Collection of sales tax is one of those things that photographers should be charging but may not be charging correctly.  This is because it can be hard to find information online, because each state approaches the issue differently and because as photographers we may (or may not) deal with things like prints, electronic image delivery, sitting fees, out of state clients and license and usage fees.  It can be very confusing.

I’ve directly contacted the state of Maine in the past to ask questions about sales tax, and have had many discussions with other local photographers including Kathleen Kelly, a Scarborough-based commercial photographer who has gotten answers from the state.    Recently I corresponded with a tax section manager, Peter,  from Maine Revenue Services regarding my most oft-seen scenarios.

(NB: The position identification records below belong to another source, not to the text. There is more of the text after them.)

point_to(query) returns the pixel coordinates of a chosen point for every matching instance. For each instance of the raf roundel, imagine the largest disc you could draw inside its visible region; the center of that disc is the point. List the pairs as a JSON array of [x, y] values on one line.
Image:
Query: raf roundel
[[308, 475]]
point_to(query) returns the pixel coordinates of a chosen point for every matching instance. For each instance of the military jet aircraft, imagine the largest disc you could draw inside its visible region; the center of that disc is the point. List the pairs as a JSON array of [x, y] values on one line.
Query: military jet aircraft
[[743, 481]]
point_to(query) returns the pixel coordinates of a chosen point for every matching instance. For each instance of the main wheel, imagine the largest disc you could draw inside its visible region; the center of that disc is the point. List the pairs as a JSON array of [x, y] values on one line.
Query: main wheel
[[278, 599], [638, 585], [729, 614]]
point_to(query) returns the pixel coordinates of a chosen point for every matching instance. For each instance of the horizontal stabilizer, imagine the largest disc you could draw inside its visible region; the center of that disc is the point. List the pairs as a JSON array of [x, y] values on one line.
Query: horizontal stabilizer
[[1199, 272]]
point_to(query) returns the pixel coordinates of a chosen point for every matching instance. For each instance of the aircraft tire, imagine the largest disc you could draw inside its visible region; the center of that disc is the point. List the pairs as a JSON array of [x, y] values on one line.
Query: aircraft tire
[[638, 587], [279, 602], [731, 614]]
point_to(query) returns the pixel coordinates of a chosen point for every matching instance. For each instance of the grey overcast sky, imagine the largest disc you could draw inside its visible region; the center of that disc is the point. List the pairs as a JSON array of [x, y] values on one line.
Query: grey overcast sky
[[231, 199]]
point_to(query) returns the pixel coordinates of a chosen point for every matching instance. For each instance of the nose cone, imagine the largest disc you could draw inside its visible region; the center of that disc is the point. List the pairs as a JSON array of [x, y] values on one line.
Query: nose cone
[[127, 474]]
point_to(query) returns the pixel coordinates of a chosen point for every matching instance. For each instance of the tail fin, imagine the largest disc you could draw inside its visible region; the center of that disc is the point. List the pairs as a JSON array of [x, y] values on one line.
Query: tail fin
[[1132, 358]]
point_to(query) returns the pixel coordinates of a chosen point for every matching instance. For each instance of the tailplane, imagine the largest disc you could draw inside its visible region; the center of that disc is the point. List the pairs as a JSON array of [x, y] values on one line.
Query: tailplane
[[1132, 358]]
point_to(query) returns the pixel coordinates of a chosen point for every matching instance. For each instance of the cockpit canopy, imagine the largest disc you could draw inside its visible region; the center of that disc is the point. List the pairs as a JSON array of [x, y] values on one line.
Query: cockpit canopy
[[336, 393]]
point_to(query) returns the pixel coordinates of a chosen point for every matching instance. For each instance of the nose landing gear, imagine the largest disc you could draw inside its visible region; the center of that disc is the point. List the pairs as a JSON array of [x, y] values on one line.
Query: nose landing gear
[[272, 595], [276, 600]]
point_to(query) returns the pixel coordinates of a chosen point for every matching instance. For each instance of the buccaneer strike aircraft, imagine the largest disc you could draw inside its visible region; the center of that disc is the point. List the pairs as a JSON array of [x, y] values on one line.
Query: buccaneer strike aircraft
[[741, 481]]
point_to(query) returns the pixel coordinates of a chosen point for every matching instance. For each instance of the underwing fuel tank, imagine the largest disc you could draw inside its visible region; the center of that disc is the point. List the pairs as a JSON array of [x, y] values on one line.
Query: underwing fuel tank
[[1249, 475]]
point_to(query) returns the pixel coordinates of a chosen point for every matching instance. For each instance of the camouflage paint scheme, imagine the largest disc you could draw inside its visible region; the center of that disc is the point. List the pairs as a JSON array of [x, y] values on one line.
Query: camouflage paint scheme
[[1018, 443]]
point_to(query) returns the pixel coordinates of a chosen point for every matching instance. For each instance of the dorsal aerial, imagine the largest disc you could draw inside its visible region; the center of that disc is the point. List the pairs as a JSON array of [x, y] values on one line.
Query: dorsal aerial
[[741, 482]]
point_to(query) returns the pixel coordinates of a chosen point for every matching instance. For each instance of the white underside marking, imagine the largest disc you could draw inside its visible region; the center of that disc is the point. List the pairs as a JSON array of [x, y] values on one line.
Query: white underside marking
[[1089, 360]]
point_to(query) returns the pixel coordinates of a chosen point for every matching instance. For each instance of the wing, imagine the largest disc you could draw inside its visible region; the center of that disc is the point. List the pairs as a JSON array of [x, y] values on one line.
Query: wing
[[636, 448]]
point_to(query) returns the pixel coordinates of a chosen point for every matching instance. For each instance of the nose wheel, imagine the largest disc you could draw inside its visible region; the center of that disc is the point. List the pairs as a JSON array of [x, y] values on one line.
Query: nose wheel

His responses revealed a few surprises.  I’ll explain further, but must note that I’m not a lawyer or a tax professional.   You should hire a good CPA to handle your business taxes and if you have further questions, contact the state directly.

First, some things I already knew:   I don’t charge tax to my out-of-state clients, but I do to my in-state ones.  Sometimes I don’t charge tax as a separate line-item to clients in-state.  In these cases I’m still required to pay the state the appropriate state sales tax.  Electronic file delivery is considered a tangible product, just like a CD of images or a box of prints.  It’s taxable.

If you charge usage or license fees, however, it gets interesting.  If your license is unlimited in terms of time, then it’s subject to tax.  If your license is restricted to ten years or less, it’s not subject to state tax.  This is a recent decision on the part of the state of Maine to treat photography licensing like software licensing.  Note that they use a length of time (10 years), not type of use (brochures, web, etc) to define the restriction.

A couple of things to make sure of:  Make sure to apply sales tax to line items in your invoices.  Things like postage using common carriers (USPS, FedEx, UPS) are not taxable.  Reimbursed expenses aren’t either.

As always,  consult a professional when deciding how to approach state sales tax, and actively seek answers that pertain to your specific situation.  remember that just because you didn’t know the right way to go doesn’t make you immune from being held responsible by the state later.